Cleanup Time on the Last Frontier

by Carol S. Hyman

When in the course of human events it’s time to stop acting like children, somebody’s got to go first. Without maligning kids, who have many charming qualities not least being their fresh appreciation of the world, they have a necessarily limited perspective. They’re also prone to whining, complaining, name-calling, and expecting somebody else to take care of things.

Unfortunately, they’re not the only ones acting like that these days. It’s time to grow up. Whether we know it or not, human beings have the power to alter the energy of reality. When we don’t know it, we tend to move through life propelled by the momentum of conditions we inherited and in habitual reaction to things around us. But we have an inherent, and in most of us latent, capacity to awaken from the daze of conditioning and dissolve the fog of habit. Doing so allows us to break the addiction that presently holds so much of our species in its grip – the tendency to complain and cast blame on circumstances or each other – and expands our perspective so we see what will bring the most benefit right now. Call those who take responsibility for meeting this evolutionary challenge Human Vehicles – capital letters are warranted.

 

That’s because it takes hard work to clean things up.

 

Years ago, I was one of several hundred people at a meditation program in a grand old hotel we’d rented during the off season. With no staff on duty, housekeeping and kitchen tasks rotated among the participants. One night the activities after dinner went into the wee hours, well beyond assigned time slots for rota. Someone stood up, clinked a glass for attention, and asked for help in the kitchen where piles of dirty dishes waited.
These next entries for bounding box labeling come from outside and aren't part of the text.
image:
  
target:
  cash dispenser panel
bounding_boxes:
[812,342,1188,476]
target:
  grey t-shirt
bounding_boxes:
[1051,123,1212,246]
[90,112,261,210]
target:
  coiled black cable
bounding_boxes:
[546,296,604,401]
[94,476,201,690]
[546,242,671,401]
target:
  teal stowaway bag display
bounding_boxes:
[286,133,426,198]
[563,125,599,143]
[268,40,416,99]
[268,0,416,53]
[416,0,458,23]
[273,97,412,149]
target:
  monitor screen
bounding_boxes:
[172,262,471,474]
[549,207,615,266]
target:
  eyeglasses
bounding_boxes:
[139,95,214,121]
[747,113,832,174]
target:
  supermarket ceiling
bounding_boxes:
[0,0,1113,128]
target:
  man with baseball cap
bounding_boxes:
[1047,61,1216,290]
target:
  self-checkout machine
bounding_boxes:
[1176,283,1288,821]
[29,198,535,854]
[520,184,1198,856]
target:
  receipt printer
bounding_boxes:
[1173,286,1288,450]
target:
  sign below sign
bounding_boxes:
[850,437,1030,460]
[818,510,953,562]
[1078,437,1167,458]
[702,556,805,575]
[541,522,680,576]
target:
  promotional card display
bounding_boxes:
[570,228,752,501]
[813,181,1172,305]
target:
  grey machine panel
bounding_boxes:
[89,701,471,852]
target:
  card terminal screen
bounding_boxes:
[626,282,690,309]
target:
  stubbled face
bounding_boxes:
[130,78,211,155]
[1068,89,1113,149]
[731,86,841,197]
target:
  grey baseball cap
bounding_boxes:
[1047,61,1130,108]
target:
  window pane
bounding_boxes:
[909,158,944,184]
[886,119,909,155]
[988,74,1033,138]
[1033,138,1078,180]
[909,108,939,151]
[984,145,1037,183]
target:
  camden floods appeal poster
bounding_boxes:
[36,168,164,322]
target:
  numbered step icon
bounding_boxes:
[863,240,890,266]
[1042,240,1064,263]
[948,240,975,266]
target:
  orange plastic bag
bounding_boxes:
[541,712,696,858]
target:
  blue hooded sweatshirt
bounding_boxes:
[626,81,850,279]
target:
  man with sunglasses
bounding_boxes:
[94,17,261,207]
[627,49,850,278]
Stillness settled over the room. The silence lengthened. People looked down uncomfortably. Then the charismatic vice president of the organization stood up and volunteered himself and the rest of the board of directors for the job. To great applause and with only modest grumbling, off they went.

Some time later, I ventured down to the kitchen. Not only was the job nearly done, but they were singing and carousing and having so much fun that I wanted to join in. “Anything I can do to help?” My offer was declined, as I would later learn several others also had been.

 

Willingness to step up and do the work that needs to be done is the mark of being a grown up.

 

Doing so cheerfully rather than with resentment, or even resignation, is the mark of a truly well-balanced person, of genuine sanity. Sanity doesn’t mean behaving like everybody else if others are acting like spoiled children. Instead, genuine sanity is living every moment in accordance with how things actually are. This requires facing reality, which isn’t easy. That’s where the hard work comes in, and that’s why true sanity is so rare. Human Vehicles take responsibility for being the grown-ups of the species.

We start by training our own minds. As we gain confidence in our ability to rest in the underlying awareness that maintains our sense of continuity, Human Vehicles apply introspective discipline to gain insight. This allows us to release toxic patterns and liberate the intelligence and energies bound up in them, so we can collaborate toward a world of mutual benefit for all species – okay, maybe not mosquitoes – and the planet as a whole.

Once we learn how to direct our attention, we detect the patterns within and around us, and discern the advantage that can be brought into each moment. Human Vehicles realize that bringing benefit is the most meaningful thing we can do with our lives, and to tell how to do that requires us to sit down and explore our inner experience directly. Inner space is the last frontier and learning to navigate and detoxify it is the only way to avoid, in spite of our best intentions, making a bigger mess. Who knows? We might even make cleanup time so much fun other folks will want to join in.